As in the archetype for many works of fiction,“The Hero’s Journey,”there is a climax in The Dreaming Road in Chapter 33 where Diane cuts the cords that symbolically still bind her to Callie in grief so that she can finally be set free. This scene was based on an actual cord cutting ceremony that Shawn Gallaway and Jan Salerno conducted with me in Hawaii.

After a birth, the umbilical cord is cut, and the placenta is delivered as it is no longer needed to nourish the newborn infant and although a mother and her baby are still connected by the bonds of love, they are free to grow on their own as separate individuals. After my daughter’s death, especially because it was so sudden and traumatic, I was still energetically tethered her by deep sorrow, tremendous guilt, regret for words left unspoken, hopelessness, despair and aching loneliness because there was no way to turn back the hands of time. Sometimes I was angry with her for abandoning me and leaving me to carry on in this world without her. And my daughter, from the other side of the veil, witnessed all the pain that those of us left behind experienced.

But there came a point in the grieving process where I just had to let go, surrender to the experience and move on with my life on this side of the veil. I found that this “letting-go” was aided by a cord cutting ceremony conducted by two gifted healers who knew I was ready for this type of deep cleansing. Trust in the healers’ability to take me down that dark tunnel and back up into the light was essential for the process to unfold. I also felt that because the energy of birth involves both the male and the female, that masculine energy was also needed for me, as a woman, to set my daughter free.

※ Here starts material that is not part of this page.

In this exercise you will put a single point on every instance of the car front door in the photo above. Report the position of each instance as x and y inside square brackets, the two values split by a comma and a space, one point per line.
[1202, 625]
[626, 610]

Shawn, Jan and a group of trusted friends took me to a cove and anchored the boat a short distance from the shore. I remember that it was a perfect sun-drenched day with a slight chop on the ocean. Shawn tied a heavy string around my waist that was attached to a round stone similar in shape and size to a human placenta. The rock symbolized the heaviness of the experience and all the negative emotions contained within it. We all jumped off the boat and the group, holding hands, formed a circle around me, Jan and Shawn in the water. He then asked me to name each feeling I wanted to release to the rock starting with what lay on the surface down to the dark recesses of my broken heart. The emotions associated with these feelings welled up from deep inside me, as they did for Diane in The Dreaming Road, until there was no more. I had reached the bottom of the well. Then he gave me a knife and asked me to cut the string to the rock to physically let go of all these dark emotions and I watched it slide into the depths of the ocean.

As we were motoring back to the harbor, I shot what I thought was a photo of the shoreline with a white sand beach circled by black lava rock and green shrubs. But my first photo (located at the beginning of this blog post) turned out quite differently than I expected. It was taken by my I-phone and has not been edited in any way. The second photo (at the end of this blog) is the photo I thought I was taking. I have no logical explanation for this photo other than my thumb or finger must have gotten in the way of the camera lens, but the symmetry is striking. In my heart of hearts, I feel that the energy of light in Cassie’s soul was released because she was no longer tethered to me by the burden of unrelenting pain and suffering that tied us both together. I am now connected to Cassie’s spirit by love and light rather than sorrow and this has set us both free. When I got home from Hawaii, I burned the rope and buried the ashes in my garden. I finally felt at peace with it, all of it. From a broader perspective, I understood that my experiences with my daughter unfolded just as they were meant to and I could now forgive myself, let go and let it be.